Japan, which is set to rethink its three principles banning arms exports, will set clear and strict rules on when it engages in weapons trade, Prime Minister Shinzo Abe said Thursday.
“We will decide on specifics such as when the transfer (of weapons) is allowed, and (use a strict) screening process,” Abe said during a plenary meeting of the House of Councilors.
Abe said the three principles need to be revised for Japan to keep up with the times, but added he acknowledges the role the rules have played in contributing to global peace over the years.
“We will continue to maintain the basic philosophy of a peaceful nation that abides by the U.N. Charter,” he said.
Adopted in 1967, the three principles ban Japan from sending weapons to communist states, countries subject to embargoes under U.N. resolutions and those involved in international conflicts.

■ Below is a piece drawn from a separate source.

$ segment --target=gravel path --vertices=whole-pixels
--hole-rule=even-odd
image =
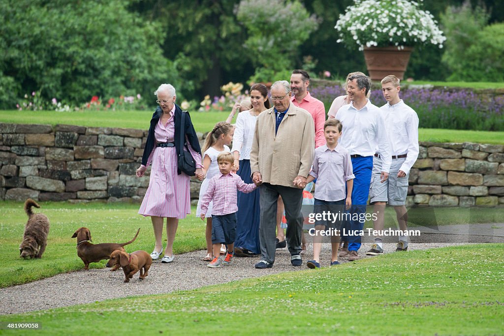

The rules became a virtual blanket ban in 1976, with some exceptions made by past governments. In 2011, the rules were eased to allow exports for humanitarian and peaceful purposes, and to make it easier for Japan and its industries to take part in joint development and production of weapons.
Japan unveiled its first overarching national security strategy in December to cope with new security challenges, namely an assertive China, and included a rethink of the country’s restrictive policy on arms exports, a step seen as beneficial for the flagging domestic defense industry.
Under the strategy, Japan will clarify rules on when arms exports are allowed, how to impose strict checks on their use and unauthorized transfers to a third party.
Abe made the remarks on the final day of the question and answer session about his policy speech, in which he called for a stronger economy and for Japan to play a greater security role abroad.
In Thursday’s session, New Komeito leader Natsuo Yamaguchi did not raise the issue of collective self-defense, but warned Abe against the dangers of state intervention in education.
“There are strong concerns that the state is imposing a set of values on students,” Yamaguchi said of Abe’s wish to include moral education, not taught as an extracurricular activity, in the official curriculum of elementary and junior high schools.
New Komeito, the coalition partner of Abe’s ruling Liberal Democratic Party, has shown reluctance to support some of his key policy goals, including lifting the nation’s self-imposed ban on exercising the right of collective self-defense, or defending allies under armed attack.